Each risk area should be examined, including fraudulent reporting, possible loss of assets, and corruption. The assessment should consider:
- All types of fraud schemes and scenarios.
- The incentives (such as compensation programs), pressures (such as a chief financial officer who needs to hit an earnings estimate), and opportunities (such as a senior executive with override ability) to commit fraud.
- The IT fraud risks specific to the organization, which may become pervasive without appropriate controls.
Additionally, the fraud risk assessment needs to consider the potential bypass of controls, as well as areas where controls are weak or there is a lack of segregation of duties.
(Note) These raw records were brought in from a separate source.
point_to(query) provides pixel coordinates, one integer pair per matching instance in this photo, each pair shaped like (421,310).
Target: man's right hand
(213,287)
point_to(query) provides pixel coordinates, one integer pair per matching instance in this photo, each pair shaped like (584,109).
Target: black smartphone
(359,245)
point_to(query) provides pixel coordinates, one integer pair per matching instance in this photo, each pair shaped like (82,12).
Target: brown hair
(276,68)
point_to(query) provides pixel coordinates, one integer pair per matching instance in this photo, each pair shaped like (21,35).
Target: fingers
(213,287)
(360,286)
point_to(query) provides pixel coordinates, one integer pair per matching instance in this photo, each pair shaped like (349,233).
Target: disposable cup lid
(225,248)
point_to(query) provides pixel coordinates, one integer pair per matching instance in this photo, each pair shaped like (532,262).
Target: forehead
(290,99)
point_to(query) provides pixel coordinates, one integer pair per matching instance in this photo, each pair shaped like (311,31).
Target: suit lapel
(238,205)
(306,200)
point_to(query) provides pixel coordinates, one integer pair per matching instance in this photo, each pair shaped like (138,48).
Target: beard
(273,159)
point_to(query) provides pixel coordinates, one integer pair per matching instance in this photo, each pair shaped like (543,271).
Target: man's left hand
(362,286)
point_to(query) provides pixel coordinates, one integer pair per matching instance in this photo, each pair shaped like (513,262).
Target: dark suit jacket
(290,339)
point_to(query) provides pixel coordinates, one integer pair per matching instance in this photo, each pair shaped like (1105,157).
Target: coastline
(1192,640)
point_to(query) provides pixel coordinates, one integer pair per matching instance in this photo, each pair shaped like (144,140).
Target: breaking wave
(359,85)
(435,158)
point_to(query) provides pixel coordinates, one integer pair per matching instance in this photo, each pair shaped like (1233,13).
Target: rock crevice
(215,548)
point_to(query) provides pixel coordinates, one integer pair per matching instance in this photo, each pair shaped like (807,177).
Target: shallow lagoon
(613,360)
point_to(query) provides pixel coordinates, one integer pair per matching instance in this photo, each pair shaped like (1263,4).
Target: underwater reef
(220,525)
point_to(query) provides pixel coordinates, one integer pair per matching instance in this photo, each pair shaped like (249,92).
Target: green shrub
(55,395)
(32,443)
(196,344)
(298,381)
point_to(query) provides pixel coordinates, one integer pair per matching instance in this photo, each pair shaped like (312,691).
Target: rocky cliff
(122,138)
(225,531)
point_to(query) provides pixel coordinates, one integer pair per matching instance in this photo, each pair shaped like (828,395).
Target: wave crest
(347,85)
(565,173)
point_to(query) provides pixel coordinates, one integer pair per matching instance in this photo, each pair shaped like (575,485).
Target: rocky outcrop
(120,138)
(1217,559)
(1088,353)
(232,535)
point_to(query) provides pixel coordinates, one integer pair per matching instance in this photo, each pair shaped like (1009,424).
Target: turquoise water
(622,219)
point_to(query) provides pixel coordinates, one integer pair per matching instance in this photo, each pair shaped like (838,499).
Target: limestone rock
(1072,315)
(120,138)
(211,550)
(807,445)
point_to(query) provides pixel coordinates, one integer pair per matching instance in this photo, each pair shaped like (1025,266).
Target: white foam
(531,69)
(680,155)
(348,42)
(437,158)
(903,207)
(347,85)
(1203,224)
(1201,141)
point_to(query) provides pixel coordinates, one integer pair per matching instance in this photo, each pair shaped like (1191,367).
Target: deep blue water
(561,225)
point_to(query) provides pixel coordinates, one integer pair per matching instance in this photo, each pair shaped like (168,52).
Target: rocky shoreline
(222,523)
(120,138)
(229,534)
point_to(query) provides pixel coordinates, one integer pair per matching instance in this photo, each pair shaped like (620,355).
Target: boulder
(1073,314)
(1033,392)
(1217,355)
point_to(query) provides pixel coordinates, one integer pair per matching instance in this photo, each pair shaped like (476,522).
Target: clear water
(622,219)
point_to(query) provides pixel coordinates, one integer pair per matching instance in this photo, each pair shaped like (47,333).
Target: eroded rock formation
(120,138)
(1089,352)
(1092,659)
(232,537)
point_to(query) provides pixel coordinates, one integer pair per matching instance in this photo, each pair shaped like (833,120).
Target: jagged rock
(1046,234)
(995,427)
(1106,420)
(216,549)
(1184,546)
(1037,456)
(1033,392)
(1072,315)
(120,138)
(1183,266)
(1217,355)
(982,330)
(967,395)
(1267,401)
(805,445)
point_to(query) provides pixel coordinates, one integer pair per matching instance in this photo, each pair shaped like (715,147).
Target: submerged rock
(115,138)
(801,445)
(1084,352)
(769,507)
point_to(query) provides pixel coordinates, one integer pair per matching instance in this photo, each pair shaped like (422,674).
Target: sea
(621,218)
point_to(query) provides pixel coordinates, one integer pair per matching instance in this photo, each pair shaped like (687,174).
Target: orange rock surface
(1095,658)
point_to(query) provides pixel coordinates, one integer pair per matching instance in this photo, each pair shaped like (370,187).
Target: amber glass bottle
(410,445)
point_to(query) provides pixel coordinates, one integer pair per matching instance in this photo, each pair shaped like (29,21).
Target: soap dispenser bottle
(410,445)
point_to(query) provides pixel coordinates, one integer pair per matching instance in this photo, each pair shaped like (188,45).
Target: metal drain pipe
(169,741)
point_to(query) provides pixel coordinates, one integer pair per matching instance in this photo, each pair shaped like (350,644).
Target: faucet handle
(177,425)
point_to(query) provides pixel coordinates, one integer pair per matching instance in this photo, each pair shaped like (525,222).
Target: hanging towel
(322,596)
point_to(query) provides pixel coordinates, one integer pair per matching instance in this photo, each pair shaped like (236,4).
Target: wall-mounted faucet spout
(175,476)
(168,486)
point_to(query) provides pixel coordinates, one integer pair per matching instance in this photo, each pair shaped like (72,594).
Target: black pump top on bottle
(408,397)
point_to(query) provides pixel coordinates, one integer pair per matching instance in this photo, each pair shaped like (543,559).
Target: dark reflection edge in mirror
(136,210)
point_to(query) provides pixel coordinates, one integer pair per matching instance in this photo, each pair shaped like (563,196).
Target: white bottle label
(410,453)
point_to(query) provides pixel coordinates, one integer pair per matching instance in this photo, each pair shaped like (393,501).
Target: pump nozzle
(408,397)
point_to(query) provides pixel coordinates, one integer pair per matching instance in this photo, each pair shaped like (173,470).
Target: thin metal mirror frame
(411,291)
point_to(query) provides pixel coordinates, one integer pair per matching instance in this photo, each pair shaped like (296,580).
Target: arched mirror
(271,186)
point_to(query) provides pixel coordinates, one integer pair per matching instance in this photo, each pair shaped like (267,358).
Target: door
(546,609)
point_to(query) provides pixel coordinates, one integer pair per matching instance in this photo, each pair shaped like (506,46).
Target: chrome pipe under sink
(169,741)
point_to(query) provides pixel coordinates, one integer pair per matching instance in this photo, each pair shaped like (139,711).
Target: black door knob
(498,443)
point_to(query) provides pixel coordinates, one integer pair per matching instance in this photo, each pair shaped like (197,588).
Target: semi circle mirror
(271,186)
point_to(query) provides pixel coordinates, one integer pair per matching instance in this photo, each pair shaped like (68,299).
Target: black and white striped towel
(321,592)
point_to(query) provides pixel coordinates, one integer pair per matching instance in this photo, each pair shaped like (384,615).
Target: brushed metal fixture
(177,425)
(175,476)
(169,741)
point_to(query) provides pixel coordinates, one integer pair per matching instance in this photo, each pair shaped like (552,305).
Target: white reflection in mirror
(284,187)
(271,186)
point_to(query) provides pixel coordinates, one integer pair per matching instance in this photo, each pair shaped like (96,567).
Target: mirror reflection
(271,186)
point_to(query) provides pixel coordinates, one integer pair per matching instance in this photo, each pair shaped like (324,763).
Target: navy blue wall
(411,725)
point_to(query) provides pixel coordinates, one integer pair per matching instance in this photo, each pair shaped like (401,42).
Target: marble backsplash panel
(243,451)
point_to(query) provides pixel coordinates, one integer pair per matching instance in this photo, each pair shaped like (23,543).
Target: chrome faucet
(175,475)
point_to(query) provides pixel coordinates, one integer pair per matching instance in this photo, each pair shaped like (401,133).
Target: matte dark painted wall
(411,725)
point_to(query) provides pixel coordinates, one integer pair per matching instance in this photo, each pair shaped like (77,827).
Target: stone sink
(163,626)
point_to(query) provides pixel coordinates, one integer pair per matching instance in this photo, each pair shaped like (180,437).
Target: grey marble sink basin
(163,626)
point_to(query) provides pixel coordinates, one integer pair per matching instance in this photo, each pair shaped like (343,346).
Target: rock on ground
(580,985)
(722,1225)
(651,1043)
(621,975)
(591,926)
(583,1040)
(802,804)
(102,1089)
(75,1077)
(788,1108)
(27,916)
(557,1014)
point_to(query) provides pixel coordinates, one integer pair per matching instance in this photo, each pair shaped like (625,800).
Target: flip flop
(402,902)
Assess Likelihood and Significance of Fraud Risk This review of identified fraud risks should be based on staff interviews — including business process owners — known fraud schemes, and historical information, both internal and external to the organization. In assessing fraud risk significance, organizations should consider not only exposures to assets and financial statements, but also risk to their operations, brand value, and reputation, as well as criminal, civil, and regulatory liability.
Fraud Prevention and Detection
Fraud prevention requires both preventive and detective controls, but the Managing the Business Risk of Fraud guide points out these are not mutually exclusive: “If effective preventive controls are in place, working, and well-known to potential fraud perpetrators, they serve as strong deterrents to those who might otherwise be tempted to commit fraud. Fear of getting caught due to a company’s known commitment to punishment is always a strong deterrent. Effective preventive controls are, therefore, also strong deterrence controls.”
Segregation of duties in small organizations can be difficult because of limited resources and personnel. These organizations need compensating controls such as periodic budget-to-actual analysis at a precise-enough level to flag and investigate unusual activity.
Fraud Investigation and Corrective Action
The fraud investigation and response system should include a process for categorizing issues, communicating within the organization — including with the audit committee or those charged with governance — conducting the investigation and fact-finding, monitoring the status of fraud cases, and resolving the investigation with a recommendation for prosecution. Standards, regulations, or laws may require parties such as legal counsel, the board, the audit committee, and external auditors to be notified if the allegation involves senior management or affects the financial statements.
An Opportunity for Improvement
Organizations that already have adopted COSO 2013 can continue to build on that foundation to prepare for the fraud challenges ahead. For those organizations that haven’t yet implemented the framework, the opportunity to improve their fraud risk assessment should motivate them to adopt it soon. In either case, internal auditors who are well-versed in COSO 2013 can help the organization’s fraud risk assessment initiative by facilitating the assessment itself or helping align policies and fraud mitigation activities.